Y después me miró, con otra mirada. Yo le sonreí y le di las gracias. Hay que ver lo blanda que soy.

……………….

De esta anécdota yo extraigo dos lecturas que recogen mucho de cómo soy yo, de mis conclusiones del 26J y de cómo entiendo la vida:

  • Una: Todas las personas merecemos más de una oportunidad. Incluso los machitrolls (queridas feministas, no me saquéis los ojos). Incluso las personas que callan. Creo que nuestro reto político y crítico es desnudar al interlocutor. La desnudez nos vuelve extremadamente vulnerables. Desnudarle para observar todas sus facetas, todas sus caras. Y tratar de recuperar la que puede facilitar una convivencia respetuosa. Si no existe esa cara, entonces… bueno, entonces ya sabéis.
  • Y dos: Somos un país de cobardes. Agachamos la cabeza creyendo que somos prudentes pero en realidad lo que no queremos es enfrentarnos al conflicto. Y, lejos de salvarnos, eso nos pierde. Es la vieja técnica de esconder la mierda bajo el felpudo. Nos da más miedo perder algo que mejorar, sencillamente. Y eso, a mí, me parece un fracaso.

 

Anoche, ante ese espectáculo tremendo, nadie quería líos. Todo el mundo callaba.

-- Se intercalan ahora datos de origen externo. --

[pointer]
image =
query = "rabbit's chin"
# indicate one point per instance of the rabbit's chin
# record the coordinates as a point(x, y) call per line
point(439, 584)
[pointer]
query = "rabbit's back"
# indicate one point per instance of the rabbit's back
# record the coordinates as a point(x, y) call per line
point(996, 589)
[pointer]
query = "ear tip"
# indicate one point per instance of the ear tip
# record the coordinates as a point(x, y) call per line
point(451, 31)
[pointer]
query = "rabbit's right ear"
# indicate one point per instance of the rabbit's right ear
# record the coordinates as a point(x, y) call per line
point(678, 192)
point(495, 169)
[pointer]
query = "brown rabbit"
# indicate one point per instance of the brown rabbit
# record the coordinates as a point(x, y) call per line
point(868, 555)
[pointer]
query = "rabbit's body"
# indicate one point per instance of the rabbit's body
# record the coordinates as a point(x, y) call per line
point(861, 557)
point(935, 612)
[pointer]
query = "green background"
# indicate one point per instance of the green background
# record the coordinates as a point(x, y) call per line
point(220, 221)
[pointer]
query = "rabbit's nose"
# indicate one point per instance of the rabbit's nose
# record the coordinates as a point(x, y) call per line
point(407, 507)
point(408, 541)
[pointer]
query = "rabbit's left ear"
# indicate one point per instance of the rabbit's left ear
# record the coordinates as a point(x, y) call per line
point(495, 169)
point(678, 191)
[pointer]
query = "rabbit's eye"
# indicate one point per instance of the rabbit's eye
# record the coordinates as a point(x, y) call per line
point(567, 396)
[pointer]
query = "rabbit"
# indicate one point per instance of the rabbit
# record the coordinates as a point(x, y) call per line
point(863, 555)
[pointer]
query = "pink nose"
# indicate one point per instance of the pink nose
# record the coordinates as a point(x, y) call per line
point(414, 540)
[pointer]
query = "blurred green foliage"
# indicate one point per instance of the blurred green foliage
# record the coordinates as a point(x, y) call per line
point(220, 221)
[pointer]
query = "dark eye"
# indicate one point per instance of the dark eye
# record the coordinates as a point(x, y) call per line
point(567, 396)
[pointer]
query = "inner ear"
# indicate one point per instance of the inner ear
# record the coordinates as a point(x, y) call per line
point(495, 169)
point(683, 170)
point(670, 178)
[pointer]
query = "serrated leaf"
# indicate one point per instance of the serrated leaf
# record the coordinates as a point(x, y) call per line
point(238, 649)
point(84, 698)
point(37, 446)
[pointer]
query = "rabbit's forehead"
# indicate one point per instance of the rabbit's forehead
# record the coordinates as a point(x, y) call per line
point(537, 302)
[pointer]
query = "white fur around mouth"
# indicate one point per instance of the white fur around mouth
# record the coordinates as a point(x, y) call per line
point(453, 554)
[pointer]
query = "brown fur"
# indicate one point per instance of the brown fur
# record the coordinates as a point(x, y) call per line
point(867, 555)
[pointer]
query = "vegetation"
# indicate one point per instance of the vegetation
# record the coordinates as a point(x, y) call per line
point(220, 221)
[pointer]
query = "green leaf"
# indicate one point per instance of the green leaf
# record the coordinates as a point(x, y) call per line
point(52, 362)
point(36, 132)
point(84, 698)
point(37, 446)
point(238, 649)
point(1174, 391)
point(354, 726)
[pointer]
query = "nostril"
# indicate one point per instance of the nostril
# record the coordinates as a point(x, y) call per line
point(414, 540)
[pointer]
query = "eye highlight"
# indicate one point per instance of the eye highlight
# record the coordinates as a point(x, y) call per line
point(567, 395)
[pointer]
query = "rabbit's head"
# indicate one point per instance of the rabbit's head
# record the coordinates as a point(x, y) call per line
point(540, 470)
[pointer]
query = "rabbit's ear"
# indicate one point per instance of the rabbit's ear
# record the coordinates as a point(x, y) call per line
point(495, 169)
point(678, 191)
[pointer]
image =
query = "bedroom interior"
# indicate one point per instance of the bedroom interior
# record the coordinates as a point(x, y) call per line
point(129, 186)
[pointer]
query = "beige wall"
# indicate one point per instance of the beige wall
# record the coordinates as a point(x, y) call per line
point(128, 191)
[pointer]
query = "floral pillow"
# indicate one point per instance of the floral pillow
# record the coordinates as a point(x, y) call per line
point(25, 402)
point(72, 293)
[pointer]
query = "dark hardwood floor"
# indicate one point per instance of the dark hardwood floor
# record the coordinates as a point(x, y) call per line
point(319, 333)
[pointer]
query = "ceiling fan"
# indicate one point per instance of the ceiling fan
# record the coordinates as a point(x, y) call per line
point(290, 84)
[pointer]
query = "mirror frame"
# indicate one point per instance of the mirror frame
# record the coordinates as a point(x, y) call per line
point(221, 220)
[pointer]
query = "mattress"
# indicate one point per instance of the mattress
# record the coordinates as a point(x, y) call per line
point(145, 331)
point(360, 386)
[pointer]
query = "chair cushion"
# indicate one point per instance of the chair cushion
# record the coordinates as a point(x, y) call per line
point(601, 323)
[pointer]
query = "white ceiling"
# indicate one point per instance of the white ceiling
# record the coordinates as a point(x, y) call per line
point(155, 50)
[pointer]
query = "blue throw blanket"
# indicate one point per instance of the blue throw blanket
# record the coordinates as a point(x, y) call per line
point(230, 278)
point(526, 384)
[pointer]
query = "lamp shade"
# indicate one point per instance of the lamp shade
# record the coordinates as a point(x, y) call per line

El acto de callar por cobardía (¿o era prudencia?) es independiente del partido al que votemos y corre al margen de nuestra condición social. Es un mal endémico en nuestro país.

 

Quien no calla, se expone. Y da.

Y por eso la generosidad, además de la amabilidad, es crucial en cualquier proceso de transformación política. Nos cuesta dar, dar de verdad.

Hablo de dar oportunidades, de dar confianza, cariño, ilusión, amabilidad, tiempo. Somos un puño cerrado, joder, un puño cerrado que no arriesga nada o que arriesga muy poco y cuya única preocupación es proteger lo que tiene.

Qué comodidad más absoluta, generalizada, pasmosamente global.

 

Mientras tengamos una ciudadanía callada o distante, roñosa o cobarde, no habrá mucho futuro para España. Seguiremos siendo pandereta y lástima.